On Sep 17, 10 02:26, "Jérôme M. Berger" wrote:
Jérôme M. Berger wrote:
KennyTM~ wrote:
On Sep 16, 10 04:35, "Jérôme M. Berger" wrote:
Nick Sabalausky wrote:
I didn't think unix file systems had a concept of mime type.

     It doesn't, but Unix tools use the file contents to determine the
mime type and then choose the app associated to the mime type.

         Jerome
Please don't confuse Unix with a distro.

        Which distro? I used the terms "Unix tools" because it transcends
distributions and Unices.
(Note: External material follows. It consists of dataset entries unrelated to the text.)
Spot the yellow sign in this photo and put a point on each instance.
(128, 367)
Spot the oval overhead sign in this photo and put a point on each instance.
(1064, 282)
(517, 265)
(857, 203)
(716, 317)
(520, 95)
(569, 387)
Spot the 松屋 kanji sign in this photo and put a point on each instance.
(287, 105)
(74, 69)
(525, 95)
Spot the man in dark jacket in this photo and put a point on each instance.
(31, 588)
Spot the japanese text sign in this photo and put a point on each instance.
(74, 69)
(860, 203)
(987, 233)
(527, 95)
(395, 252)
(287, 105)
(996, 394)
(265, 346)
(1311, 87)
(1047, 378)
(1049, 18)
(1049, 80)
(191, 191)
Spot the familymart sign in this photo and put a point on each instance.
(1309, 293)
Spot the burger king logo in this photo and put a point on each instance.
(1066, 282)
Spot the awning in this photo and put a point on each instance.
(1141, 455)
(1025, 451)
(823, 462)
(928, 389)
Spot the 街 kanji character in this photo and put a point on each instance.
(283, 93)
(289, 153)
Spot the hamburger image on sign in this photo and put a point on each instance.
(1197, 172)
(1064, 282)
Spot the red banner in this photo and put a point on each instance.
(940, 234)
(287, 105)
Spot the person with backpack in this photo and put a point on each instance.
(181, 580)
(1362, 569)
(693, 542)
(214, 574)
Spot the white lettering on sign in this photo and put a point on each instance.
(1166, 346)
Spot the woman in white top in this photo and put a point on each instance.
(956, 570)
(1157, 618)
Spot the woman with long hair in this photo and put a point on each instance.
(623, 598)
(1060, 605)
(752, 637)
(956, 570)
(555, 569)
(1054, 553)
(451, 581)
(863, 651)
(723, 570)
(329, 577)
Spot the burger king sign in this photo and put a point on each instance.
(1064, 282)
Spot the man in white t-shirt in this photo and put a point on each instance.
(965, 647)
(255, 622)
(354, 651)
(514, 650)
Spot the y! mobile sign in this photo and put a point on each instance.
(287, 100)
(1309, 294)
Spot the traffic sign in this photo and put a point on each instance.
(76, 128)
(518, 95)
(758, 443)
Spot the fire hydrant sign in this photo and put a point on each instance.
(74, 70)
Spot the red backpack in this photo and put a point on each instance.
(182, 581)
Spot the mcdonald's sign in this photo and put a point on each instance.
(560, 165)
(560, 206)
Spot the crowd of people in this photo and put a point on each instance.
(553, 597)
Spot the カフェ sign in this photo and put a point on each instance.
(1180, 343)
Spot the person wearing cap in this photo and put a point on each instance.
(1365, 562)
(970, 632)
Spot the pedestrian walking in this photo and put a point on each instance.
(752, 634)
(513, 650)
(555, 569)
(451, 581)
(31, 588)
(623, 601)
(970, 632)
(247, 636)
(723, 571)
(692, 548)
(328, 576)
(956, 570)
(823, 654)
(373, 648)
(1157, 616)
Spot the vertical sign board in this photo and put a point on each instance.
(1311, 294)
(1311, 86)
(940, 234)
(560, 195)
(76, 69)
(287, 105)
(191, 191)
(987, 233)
It is as true on Ubuntu as on *BSD or
Solaris...

                Jerome
BTW: http://www.darwinsys.com/file/
<quote>
Unlike most GUI systems, command-line UNIX systems - with this
program leading the charge - don't rely on filename extentions to
tell you the type of a file, but look at the file's actual contents.
</quote>

        They say "UNIX systems", they don't say "Ubuntu" (which I don't use
anyway).

                Jerome

This describes the file(1) command, which the job is to inspect the file content and conclude what kind of file it actually is.

But this is just one particular UNIX command. The command line interface in general does not care about the type of a regular file. This is needed in the GUI, but it is outside of the common parts of UNIX. There is no rule saying that a file manager must use file(1) or MIME type or extensions to determine the file type.